でも、これは読めてました。確かに「355地点に救援部隊を送ってほしい」という伏線は回収されました。しかし回収されればいいというものではない。

伏線を張ったシーンと回収のシーンが時間的にあまり離れていないのです。20分や30分では伏線の情報を憶えているから読めてしまうのです。

蓮實重彦がジェームズ・キャグニー主演『ヤンキー・ドゥードゥル・ダンディ』について、キャグニーが階段を上がってきて軽くタップを踊る。そのあと部屋に入って昔語りをする。それが終わって部屋を出たキャグニーはまたタップを踊る、それが素晴らしいというんですね。

物語的な伏線ではないけど、最初のタップが次のタップの伏線になっていて、ちょうどそれが忘れた頃に回収されるから泣いてしまう。みたいなことを言ってました。

『ネイビーシールズ/ラスト・ソルジャー』でも、救援部隊が実際にやってくるクライマックスと、その前段としての伏線「355地点に~~」をもっと離す必要があると思います。

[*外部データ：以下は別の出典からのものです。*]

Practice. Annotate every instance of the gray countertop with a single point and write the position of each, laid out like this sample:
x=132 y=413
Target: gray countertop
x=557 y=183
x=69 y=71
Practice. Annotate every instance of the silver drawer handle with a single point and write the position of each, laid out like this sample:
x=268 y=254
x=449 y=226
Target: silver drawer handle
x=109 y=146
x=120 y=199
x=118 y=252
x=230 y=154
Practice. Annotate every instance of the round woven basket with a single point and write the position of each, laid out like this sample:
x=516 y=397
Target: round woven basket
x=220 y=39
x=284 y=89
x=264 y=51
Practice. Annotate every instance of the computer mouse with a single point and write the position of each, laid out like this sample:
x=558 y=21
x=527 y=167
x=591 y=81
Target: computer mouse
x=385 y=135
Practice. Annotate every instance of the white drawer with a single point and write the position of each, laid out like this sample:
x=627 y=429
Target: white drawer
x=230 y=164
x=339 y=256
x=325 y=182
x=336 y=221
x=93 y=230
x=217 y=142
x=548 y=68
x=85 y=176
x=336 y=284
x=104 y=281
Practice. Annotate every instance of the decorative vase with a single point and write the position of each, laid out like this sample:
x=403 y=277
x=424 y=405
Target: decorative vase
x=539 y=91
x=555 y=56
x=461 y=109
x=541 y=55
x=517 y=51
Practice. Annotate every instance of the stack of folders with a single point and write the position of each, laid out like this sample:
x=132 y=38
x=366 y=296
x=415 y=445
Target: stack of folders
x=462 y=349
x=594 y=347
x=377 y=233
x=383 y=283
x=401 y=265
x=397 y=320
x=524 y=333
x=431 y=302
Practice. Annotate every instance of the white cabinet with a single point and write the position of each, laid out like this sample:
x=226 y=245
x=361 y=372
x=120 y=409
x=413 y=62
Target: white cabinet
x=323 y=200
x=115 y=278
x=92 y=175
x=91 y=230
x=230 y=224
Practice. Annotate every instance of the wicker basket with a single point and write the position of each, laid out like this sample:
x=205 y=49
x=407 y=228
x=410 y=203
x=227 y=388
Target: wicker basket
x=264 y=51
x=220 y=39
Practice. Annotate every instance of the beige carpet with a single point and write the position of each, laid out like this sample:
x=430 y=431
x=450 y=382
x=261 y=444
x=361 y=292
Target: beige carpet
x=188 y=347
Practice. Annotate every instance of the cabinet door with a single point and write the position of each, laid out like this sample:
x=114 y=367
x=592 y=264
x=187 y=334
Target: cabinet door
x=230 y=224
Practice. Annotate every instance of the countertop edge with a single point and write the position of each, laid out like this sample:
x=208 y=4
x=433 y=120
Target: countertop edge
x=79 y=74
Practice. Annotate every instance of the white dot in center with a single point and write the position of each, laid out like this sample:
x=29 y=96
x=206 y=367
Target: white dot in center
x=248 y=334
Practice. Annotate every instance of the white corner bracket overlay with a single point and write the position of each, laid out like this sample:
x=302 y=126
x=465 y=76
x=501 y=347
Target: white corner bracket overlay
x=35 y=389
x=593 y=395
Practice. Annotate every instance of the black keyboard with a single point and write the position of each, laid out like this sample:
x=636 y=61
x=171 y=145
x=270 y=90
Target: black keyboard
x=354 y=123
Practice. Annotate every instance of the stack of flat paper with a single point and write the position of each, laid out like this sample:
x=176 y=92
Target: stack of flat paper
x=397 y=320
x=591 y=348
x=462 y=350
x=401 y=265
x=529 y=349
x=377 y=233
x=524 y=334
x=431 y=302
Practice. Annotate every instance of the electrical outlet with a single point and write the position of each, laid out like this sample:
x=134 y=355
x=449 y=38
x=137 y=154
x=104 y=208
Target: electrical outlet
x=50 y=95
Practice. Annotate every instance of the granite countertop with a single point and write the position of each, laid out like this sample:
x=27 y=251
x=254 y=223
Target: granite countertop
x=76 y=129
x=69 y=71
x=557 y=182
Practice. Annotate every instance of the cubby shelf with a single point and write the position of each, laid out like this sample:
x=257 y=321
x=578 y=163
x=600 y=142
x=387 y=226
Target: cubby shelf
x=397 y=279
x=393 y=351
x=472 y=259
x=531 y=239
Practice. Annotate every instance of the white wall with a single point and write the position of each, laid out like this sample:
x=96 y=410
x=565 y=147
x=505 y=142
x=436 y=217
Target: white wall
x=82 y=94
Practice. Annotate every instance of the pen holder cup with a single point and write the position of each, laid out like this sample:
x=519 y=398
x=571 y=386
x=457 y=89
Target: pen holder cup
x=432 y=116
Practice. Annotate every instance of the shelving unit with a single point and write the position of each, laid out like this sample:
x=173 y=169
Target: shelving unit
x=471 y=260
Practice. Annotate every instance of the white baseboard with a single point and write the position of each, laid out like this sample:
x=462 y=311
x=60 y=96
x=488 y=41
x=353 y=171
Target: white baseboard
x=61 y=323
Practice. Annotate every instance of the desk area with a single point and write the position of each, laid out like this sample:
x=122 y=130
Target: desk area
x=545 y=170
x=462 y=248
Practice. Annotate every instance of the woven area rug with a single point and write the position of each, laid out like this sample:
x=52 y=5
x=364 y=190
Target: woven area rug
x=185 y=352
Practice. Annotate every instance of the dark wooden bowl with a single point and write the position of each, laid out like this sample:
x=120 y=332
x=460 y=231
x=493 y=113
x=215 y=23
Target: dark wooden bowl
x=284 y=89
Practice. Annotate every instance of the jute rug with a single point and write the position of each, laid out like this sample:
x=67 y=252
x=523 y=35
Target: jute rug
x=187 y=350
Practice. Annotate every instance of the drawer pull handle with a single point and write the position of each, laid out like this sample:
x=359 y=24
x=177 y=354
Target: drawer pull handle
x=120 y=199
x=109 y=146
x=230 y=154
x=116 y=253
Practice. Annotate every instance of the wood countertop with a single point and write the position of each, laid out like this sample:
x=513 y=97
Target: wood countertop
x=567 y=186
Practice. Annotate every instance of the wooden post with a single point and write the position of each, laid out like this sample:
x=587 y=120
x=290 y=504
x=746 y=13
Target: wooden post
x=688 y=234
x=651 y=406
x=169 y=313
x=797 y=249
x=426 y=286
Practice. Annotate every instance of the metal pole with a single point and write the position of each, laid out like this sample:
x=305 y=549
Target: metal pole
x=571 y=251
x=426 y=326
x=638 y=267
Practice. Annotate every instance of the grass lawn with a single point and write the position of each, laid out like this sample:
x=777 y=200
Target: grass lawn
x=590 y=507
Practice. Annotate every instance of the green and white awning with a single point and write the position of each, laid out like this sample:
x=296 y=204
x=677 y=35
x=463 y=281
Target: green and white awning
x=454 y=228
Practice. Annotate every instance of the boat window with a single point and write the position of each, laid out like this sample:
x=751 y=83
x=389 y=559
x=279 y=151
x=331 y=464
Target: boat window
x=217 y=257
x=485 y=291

 離すことができなければ、伏線と回収の間のエピソードをもっと潤沢で充実したものにするとか、ショットの連鎖を素晴らしいものにして観客に伏線のことなんか忘れさせるとか、せねばならない。

だから結局は「ショットの連鎖」がなっちゃいない、というところへ戻ってくるのですが、この『ネイビーシールズ/ラスト・ソルジャー』、非常に惜しい映画でありました。

腐ってもアメリカ映画。愉しみましたよ。